Congressional oversight committees will hold annual hearings to see whether the
United States is making progress on this strategy, but so far it is not clear
how effective it has been.
Another
approach tried in about a dozen countries around the world is de-radicalization
programs, which encourage extremists to either change their minds or at the
very least reject violence. The German and British governments in addition to
the United States have had some success with de-radicalization programs aimed
at white supremacists. In Germany, EXIT-Deutschland works with neo-Nazis. In
Britain, a program called Prevent that originally focused on jihadists has now
been reoriented to white supremacists, though there are complaints that the net
of problematic right-wing views is being cast too widely.
As with all
these approaches, one of the precarious aspects of the domestic fight against
far-right and white supremacist extremists is that the government’s response
must try to avoid alienating people who believe in things like expansive gun
rights or strict limits on immigration yet eschew violence. Often, they are the
only credible messengers who can reach the deeply radicalized and talk them
back from a more violent course.
This
tension is evident around efforts by social media companies to crack down on
extremist content.
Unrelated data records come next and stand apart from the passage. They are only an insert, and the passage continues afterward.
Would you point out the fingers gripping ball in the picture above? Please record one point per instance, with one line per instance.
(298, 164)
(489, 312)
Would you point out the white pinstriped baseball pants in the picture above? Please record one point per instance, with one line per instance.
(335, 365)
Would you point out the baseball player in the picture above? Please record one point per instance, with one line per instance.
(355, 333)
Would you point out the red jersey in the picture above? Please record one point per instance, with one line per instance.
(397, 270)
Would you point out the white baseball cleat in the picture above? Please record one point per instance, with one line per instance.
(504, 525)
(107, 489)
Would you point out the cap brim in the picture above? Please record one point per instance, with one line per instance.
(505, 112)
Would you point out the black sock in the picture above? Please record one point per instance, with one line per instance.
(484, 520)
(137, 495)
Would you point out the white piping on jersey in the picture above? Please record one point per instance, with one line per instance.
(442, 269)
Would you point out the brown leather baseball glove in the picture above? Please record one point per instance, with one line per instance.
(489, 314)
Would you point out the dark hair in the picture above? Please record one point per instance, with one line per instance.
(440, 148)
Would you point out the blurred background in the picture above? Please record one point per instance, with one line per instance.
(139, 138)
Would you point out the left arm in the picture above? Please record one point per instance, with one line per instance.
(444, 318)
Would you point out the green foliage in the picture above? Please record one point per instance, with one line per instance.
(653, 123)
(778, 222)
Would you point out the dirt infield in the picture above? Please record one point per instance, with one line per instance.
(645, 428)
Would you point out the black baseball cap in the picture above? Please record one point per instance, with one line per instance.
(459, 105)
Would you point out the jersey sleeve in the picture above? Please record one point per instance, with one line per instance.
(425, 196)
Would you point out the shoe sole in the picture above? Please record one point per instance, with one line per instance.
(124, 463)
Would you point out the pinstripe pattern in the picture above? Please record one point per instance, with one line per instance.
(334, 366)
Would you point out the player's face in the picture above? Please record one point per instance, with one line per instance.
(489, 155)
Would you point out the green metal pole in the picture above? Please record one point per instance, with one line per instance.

When mainstream companies like Facebook ban content, it can
push people who are interested in extremist or offensive material to
lesser-known platforms, like 4chan, where moderation is less aggressive and
moderators have fewer resources.
There is
hope, however, that better automatic monitoring of content and enforcement of
platforms’ terms of service, which take freedom of expression concerns into
account, can push extremist material to the fringes. The massacre in Buffalo,
for instance, was livestreamed on the platform Twitch. About two minutes after
the first shots were fired, the stream was taken offline. As social media
experts told The Times, that was “the best that could reasonably be expected.”
The quick
response and the scrubbing of subsequent copies of the video and the manifesto
from the internet was made possible in part by groups like the Global Internet
Forum to Counter Terrorism, which was founded by Facebook, Microsoft, Twitter
and YouTube in 2017 and now includes more than a dozen platforms.
The
consortium can flag extremist content like videos of shootings and tag it in a
way that other platforms can search for and remove copies that pop up on their
services. In the nine weeks after the Buffalo shooting, Meta automatically
removed around one million pieces of content related to the attacks.
Of course,
the automated tools aren’t perfect. The New York attorney general’s office
found videos of the shooting or links to them on Reddit, Instagram and Twitter,
and links to the manifesto on Rumble, Facebook, YouTube and TikTok. Tech
companies can and should invest more money and resources in content moderation
at scale, but that alone will not purge the internet of extremism — especially
when the networks for sharing it cross international borders, span continents
and come in countless languages.
Recognizing
that violent white supremacy is a global problem should help the United States
and its allies develop more cooperative, international solutions. Success will
be difficult to measure; the ideology may never disappear, but levels of
violence can be reduced. Most important, if lawmakers and ordinary Americans
make a concerted effort to drive extremist rhetoric out of mainstream politics,
the influence of these groups will again fade.